Pavlovian - Named after the discoverer of classical conditioning, this label is used in several, somewhat contradictory, contexts.  Originally, it meant an entire class of strategies, each strategy being a "reflexive" decision made on the basis of the previous encounter.  Where C=Cooperation and D=Defection, each encounter has four possible outcomes (CC, CD, DC, DD).  A strategy chooses to Cooperate or Defect after each of these 4 possibilities.  A strategy of (1,1,1,1) would be equivalent to CU.  A strategy of (0,0,0,0) is equivalent to DU.  A strategy of (1,0,1,0) is equivalent to TFT.  Thus, after 1 encounter, there is a class of 16 possible strategies, which can be defined as a vector with 4 terms.  This is a class of level 1 Pavlovian strategies.

But a decision strategy may be based on the outcomes of the previous two encounters, not just one.  This would be the class of level 2 Pavolvian strategies.  Pavlovian decision strategies can be based on 3, 4, or more levels.  Naturally, this gets quite complicated.

In another context, the label Pavolvian may be used to describe a particular level 1 strategy, a strategy that was found to be oddly successful in IPD.

Free Rider - A large population of Agents may have a collective strategy of CU.  An agent among them, the Free Rider, chooses to Defect to take advantage of their Cooperation.  The Free Rider enjoys free gain from the burden of Others.

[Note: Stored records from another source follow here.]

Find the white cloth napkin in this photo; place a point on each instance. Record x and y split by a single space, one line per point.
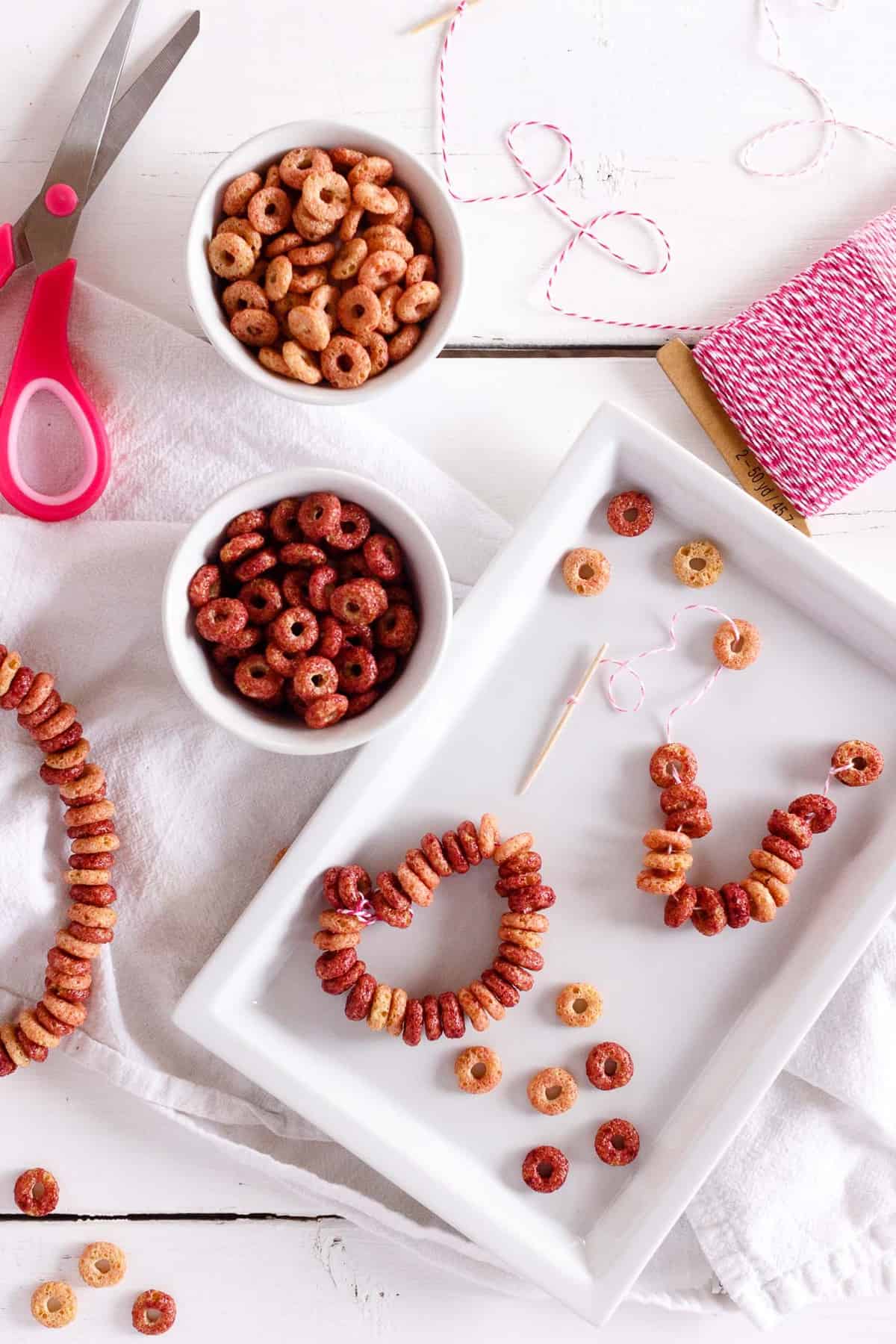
803 1204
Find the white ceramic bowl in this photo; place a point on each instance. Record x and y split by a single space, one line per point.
287 734
429 198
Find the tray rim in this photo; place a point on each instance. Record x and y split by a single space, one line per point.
593 1293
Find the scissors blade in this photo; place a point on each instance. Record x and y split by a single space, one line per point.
124 119
50 235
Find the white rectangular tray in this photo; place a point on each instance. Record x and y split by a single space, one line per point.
709 1021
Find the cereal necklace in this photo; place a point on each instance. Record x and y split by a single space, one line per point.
82 788
352 903
673 768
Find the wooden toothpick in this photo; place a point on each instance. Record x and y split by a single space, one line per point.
437 18
561 722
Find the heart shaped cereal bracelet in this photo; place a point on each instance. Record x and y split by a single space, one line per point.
82 786
352 905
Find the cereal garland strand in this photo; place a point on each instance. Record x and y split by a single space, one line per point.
82 788
352 903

Scorpion - An Agent who makes a drastic Defection, one so extreme that it exceeds the normal boundaries of the PD.  The defection is so great that it brings great loss to the Defector himself, or ends the possibility of all future encounters (killing the Other).  The label is based on a fable.  A frog and a scorpion wish to cross a stream, where a stork lurks at the other side.  The frog is afraid of being eaten by the stork, and the scorpion cannot swim across the stream.  The scorpion asks the frog to carry him across the river.  The scorpion can frighten the stork, preventing it from eating the frog.  The frog asks the scorpion how he can be trusted not to sting him while they cross the stream.  The scorpion replies that he himself would die if he stung the frog while crossing.  So the frog agrees to ferry the scorpion to the other side.  Yet, despite his promise, against his own self-interest, acting out of unreasonable instinct, the scorpion stings the frog, killing both.

Weak Altruism - Altruistic action taken by Agent A (to provide gain to Agent B) where Agent A suffers no loss.

Strong Altruism - Altruistic action taken by Agent A, on behalf of Agent B, where Agent A suffers actual loss.

Discount Factor - In an IPD, where the possible gain/loss of future encounters is taken less seriously (discounted) than the gain/loss of the immediate encounter.

Evolution - The population of Agents cannot be forever static.  Some strategies will be more successful than others.  In the real world, this means that the proportion of successful strategies will increase, while those of the unsuccessful will decrease.  As a strategy's opponents/partners change, it will change in its success.

Alexrod's 4 Maxims - Based on his original research, Robert Axelrod proposed 4 criteria on which viable decision strategies should be based.  By following these criteria, the strategy should be effective in IPD.  1) Be Nice, do not be the first to Defect.  2) Defect against previous Defection (Retaliate), but Cooperate (Forgive) when Other begins to Cooperate.  3) Eschew envy (do not Defect if Other has accumulated more than you).  4) Make certain Other knows how you will respond.